Every member of Alabama Shakes is clearly exceptional. Howard’s voice goes from low and subdued to high and shrieking at any turn. Zac Cockrell’s bass bumps the band through the whole album, more audible than on most rock releases. Heath Fogg’s and Howard’s guitars drive funky, usually melodic but occasionally dissonant rhythms. And Steve Johnson’s drums keep the rhythms afloat, expanding the band’s whole sound. The band occasionally works in group vocals, and sometimes not. Sometimes, they sound like a collective, sometimes they’re supporting one member. But always, they’re laid back and just enjoying what they’re doing. Without the band’s pure enjoyment of the music they’re making, half of the songs on “Sound and Color” would sound unoriginal, played out. But the band seems to understand that they’re playing some pretty hybrid genres, and they roll with it. “Sound and Color” probably isn’t going to be an album we’re looking back on in twenty years, but for an immediate time, it’s a hell of a ride.

If you like this, try: TV on the Radio, but as great as “Cookie Mountain” is, their follow-up “Dear Science” was even better.

-By Andrew McNally

The Creeping Ivies – “Ghost World”

(Photo Credit: bandcamp)

Grade: A

Key Tracks: “Ghost World” “The Creeps”

An immediate comparison between the Creeping Ivies and the Black Keys or the White Stripes might be unwarranted, but tough to ignore – the Creeping Ivies are a guitar and drums duo, making loud and fuzzy garage-blues-punk that calls back to their idols. But that’s only a jumping-off point, because the Creeping Ivies harken back to an entirely different era of music. “Ghost World,” their second full-length, sounds more like an album that would fit right in at a dark NY punk club in 1979.

The Scottish band – consisting of Becca Bomb and Duncan Destruction (real names, I’ll continue to pretend) – use bluesy-garage rock to channel some of the more inventive 80’s punk. Becca’s wide vocals dominate the album, often booming over the guitar and drums. It’s almost impossible not to be reminded of Poly Styrene of X-Ray Spex and Exene Cervenka of X, two 80’s punk bands that often incorporated blues and jazz into their music. And like Styrene and Cervenka, Becca’s vocals determine the song, especially on trippier songs like the excellent “Ramona Wolf.” Alternately cool, standard and hollering, Becca’s vocals are disarmingly decisive, and go against the rather lackluster vocals of most other garage bands today.

While other blues-punk bands often use blues as the center of their music, the Creeping Ivies tend to gravitate more towards punk and, in the aftermath, volume.
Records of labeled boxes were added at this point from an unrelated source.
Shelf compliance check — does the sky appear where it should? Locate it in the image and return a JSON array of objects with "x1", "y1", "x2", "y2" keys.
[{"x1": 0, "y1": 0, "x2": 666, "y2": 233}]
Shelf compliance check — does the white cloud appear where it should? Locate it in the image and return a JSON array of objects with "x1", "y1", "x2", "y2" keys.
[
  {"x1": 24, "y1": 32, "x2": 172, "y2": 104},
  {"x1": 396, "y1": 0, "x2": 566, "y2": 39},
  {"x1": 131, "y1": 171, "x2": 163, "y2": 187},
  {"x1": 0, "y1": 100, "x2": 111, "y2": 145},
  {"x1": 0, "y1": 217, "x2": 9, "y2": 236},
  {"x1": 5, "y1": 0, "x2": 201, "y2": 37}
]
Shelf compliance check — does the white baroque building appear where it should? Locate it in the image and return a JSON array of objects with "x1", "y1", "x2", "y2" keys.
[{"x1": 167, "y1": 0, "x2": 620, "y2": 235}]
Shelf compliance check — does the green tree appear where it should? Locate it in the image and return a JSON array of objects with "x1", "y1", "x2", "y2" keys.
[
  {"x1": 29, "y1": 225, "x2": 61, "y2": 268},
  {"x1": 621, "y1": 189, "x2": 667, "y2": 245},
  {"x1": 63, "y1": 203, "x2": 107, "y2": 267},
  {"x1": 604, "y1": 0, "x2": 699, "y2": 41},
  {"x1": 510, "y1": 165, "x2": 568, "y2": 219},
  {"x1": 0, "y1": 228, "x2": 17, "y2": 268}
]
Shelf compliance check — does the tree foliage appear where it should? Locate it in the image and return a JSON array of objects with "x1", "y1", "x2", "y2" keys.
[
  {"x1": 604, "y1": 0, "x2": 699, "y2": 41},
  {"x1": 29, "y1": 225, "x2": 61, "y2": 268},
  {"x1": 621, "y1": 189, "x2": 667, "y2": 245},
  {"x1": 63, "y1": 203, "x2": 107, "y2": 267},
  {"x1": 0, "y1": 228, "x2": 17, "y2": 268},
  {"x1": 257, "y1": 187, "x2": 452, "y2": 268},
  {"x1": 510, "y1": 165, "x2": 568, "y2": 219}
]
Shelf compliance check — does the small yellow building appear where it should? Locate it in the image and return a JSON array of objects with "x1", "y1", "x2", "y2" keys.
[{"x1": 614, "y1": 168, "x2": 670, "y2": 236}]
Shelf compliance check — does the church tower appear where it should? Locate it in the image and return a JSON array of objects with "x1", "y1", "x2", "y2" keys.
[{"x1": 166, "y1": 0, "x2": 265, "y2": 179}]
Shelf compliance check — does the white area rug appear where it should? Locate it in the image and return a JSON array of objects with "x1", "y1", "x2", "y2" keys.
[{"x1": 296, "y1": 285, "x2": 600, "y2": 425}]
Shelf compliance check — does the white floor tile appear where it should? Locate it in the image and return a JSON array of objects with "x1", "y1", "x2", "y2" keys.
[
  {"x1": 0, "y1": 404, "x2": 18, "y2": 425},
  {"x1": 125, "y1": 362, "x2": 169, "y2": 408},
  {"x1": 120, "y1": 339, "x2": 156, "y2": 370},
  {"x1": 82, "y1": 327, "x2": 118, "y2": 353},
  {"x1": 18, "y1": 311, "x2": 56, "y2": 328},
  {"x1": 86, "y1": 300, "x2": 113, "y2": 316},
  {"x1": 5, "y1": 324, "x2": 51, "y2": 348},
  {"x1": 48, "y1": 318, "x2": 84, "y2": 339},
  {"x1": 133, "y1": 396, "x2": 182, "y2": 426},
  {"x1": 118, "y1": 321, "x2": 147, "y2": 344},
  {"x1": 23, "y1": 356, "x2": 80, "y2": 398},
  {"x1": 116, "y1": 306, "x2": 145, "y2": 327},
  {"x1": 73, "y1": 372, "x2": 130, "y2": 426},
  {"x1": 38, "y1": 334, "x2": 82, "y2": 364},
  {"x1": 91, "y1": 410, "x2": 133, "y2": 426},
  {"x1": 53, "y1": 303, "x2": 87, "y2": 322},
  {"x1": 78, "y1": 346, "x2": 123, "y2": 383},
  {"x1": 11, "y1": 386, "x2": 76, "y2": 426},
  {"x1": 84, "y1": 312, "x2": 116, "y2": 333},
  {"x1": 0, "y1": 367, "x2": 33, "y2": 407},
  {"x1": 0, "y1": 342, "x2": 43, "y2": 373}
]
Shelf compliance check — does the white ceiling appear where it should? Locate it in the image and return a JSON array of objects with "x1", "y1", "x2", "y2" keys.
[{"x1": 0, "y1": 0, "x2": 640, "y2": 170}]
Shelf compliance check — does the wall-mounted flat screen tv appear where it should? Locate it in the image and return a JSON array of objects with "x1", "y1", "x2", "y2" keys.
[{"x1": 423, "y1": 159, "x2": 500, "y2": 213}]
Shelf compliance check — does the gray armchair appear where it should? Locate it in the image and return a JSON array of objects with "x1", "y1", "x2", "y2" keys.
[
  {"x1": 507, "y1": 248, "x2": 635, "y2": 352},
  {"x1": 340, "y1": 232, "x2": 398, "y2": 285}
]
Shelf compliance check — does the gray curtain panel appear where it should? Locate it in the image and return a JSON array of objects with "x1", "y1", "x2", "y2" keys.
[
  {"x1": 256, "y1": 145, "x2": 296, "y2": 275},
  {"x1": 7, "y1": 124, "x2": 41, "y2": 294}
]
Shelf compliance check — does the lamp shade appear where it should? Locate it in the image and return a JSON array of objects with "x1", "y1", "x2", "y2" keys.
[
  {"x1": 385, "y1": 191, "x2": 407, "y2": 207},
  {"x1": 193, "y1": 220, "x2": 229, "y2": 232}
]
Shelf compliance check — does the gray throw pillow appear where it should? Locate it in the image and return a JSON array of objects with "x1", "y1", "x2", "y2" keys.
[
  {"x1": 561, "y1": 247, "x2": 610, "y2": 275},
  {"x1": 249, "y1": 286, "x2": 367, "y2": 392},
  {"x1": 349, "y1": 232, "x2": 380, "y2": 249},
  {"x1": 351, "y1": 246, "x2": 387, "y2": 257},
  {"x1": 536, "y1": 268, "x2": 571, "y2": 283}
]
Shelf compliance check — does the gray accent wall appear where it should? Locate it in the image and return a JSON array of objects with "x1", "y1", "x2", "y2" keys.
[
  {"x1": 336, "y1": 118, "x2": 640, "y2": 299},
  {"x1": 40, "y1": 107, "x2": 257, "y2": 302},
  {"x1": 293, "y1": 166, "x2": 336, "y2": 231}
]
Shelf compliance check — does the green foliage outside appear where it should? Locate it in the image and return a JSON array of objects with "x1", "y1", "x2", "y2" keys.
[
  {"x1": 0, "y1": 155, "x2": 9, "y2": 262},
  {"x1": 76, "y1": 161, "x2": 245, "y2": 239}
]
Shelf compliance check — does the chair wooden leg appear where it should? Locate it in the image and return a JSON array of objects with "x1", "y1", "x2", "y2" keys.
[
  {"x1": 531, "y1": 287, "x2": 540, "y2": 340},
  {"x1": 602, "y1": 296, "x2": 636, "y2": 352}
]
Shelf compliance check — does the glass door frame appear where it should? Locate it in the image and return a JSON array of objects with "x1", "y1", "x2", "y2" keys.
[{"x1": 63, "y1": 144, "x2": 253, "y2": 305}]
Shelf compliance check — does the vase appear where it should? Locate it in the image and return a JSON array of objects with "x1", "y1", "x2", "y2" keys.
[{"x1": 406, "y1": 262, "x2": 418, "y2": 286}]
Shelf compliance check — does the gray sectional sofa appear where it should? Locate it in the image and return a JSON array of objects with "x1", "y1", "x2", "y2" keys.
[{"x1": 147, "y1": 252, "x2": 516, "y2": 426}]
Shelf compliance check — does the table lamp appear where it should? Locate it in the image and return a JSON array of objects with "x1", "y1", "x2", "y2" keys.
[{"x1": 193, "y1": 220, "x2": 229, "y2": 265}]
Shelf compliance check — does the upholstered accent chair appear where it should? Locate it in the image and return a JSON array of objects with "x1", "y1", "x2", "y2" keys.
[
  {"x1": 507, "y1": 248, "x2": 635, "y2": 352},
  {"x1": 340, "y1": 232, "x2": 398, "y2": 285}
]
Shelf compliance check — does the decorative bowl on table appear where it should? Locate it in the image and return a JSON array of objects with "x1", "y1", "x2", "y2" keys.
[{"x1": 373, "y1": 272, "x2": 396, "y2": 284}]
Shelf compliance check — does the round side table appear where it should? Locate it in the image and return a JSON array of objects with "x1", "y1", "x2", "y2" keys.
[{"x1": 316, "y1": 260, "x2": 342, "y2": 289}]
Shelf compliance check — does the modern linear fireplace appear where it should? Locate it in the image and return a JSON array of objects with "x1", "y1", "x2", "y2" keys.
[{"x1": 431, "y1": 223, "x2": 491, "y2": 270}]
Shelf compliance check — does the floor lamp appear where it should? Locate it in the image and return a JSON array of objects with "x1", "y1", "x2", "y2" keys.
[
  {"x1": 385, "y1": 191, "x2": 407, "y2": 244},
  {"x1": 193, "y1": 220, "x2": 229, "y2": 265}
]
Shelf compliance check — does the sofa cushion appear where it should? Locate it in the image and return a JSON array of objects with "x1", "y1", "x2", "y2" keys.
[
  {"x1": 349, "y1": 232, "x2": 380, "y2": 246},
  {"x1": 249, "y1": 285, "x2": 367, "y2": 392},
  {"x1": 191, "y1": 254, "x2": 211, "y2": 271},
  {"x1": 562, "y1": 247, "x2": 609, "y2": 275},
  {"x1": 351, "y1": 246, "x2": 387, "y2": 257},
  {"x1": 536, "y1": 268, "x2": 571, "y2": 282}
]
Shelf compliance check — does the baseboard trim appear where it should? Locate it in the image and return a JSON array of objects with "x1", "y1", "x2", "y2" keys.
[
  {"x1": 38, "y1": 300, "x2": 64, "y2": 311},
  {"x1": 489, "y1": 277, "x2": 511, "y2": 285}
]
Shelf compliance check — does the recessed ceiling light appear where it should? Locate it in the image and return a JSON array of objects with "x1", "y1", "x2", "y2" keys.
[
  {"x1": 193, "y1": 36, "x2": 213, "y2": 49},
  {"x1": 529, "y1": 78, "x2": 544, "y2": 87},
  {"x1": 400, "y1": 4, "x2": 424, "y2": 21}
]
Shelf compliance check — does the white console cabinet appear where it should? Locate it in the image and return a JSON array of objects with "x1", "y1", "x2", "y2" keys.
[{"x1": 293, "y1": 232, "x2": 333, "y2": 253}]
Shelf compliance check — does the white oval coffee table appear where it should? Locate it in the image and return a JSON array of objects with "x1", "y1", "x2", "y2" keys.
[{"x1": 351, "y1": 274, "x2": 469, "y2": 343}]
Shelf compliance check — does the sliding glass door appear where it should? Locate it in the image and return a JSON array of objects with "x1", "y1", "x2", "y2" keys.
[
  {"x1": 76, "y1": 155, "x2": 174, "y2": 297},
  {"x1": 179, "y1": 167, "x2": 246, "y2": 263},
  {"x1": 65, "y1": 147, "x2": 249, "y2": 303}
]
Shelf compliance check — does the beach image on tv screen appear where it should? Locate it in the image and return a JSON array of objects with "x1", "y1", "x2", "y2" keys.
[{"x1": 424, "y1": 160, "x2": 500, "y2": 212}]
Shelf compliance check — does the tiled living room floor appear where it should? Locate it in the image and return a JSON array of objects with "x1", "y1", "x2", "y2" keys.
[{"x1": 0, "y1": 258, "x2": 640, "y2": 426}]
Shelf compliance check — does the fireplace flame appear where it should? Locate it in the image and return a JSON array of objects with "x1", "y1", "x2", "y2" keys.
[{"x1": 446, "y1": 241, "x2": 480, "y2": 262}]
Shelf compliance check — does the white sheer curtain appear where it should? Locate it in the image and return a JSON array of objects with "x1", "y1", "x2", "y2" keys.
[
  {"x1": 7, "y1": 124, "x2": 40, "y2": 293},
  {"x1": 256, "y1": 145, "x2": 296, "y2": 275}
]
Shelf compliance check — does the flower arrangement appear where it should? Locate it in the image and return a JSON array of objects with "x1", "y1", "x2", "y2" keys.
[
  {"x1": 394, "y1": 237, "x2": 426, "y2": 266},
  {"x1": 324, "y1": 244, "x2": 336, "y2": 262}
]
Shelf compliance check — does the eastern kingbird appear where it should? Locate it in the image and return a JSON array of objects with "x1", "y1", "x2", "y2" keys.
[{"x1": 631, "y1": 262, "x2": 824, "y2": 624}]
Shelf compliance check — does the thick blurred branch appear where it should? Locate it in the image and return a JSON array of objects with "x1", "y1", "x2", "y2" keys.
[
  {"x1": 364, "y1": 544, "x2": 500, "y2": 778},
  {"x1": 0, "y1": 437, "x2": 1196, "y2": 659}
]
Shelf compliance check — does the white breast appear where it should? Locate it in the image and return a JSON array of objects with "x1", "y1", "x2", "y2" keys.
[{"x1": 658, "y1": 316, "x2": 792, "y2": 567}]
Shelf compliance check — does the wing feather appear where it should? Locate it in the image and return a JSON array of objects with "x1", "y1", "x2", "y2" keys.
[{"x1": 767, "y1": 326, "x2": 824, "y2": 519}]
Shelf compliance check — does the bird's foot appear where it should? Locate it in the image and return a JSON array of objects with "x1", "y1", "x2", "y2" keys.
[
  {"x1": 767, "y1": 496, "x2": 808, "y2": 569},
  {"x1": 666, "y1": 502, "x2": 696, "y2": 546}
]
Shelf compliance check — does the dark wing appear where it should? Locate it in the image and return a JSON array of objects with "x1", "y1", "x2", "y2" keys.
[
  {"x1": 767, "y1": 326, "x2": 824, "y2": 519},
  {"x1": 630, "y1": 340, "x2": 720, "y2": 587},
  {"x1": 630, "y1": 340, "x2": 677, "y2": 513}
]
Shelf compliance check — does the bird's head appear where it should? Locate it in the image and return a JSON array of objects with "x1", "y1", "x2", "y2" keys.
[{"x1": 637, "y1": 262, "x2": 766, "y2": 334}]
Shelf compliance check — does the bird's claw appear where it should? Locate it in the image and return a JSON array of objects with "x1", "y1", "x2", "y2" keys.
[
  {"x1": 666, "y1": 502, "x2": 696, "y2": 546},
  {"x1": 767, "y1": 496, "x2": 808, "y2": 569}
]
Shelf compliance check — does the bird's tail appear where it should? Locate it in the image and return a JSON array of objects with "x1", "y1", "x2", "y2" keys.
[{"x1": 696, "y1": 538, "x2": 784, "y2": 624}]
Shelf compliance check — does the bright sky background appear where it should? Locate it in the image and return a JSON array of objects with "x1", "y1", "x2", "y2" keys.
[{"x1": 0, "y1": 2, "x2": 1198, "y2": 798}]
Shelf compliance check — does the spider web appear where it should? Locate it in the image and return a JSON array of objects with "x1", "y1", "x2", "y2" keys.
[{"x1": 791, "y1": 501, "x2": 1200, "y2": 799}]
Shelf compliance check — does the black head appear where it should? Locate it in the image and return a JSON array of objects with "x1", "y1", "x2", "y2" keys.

The garage and blues elements help to pump the songs up and differentiate them, but are background parts. Songs like “The Creeps” sound ripped out of a Cramps album, not from a garage somewhere in Tennessee. And it helps give the songs energy. Even if the album is bluesy, it isn’t moody or too into itself, like the Black Keys can sometimes get. Instead, it’s loud and fun, never taking itself too seriously.

So whether the Creeping Ivies would qualify more as “blues” or “punk” I think would go to the latter. Penultimate track “What Would Johnny Ramone Do?” brings forth angst about MTV and the radio while channeling, again, an idol. “Ghost World” packs a bigger punch than first expected, and sounds very original in the midst of some bands that are starting to sound too similar. It’s loud, fun, distorted, and over not too long after it begins. It’s an album for a couple different eras, as long as it’s turned up.

The album is available for streaming and purchase here. (Bandcamp has a money conversion)

If you like this, try: As mentioned, I was reminded of the Cramps, so the Cramps’ classic 1980 debut, “Songs the Lord Taught Us.”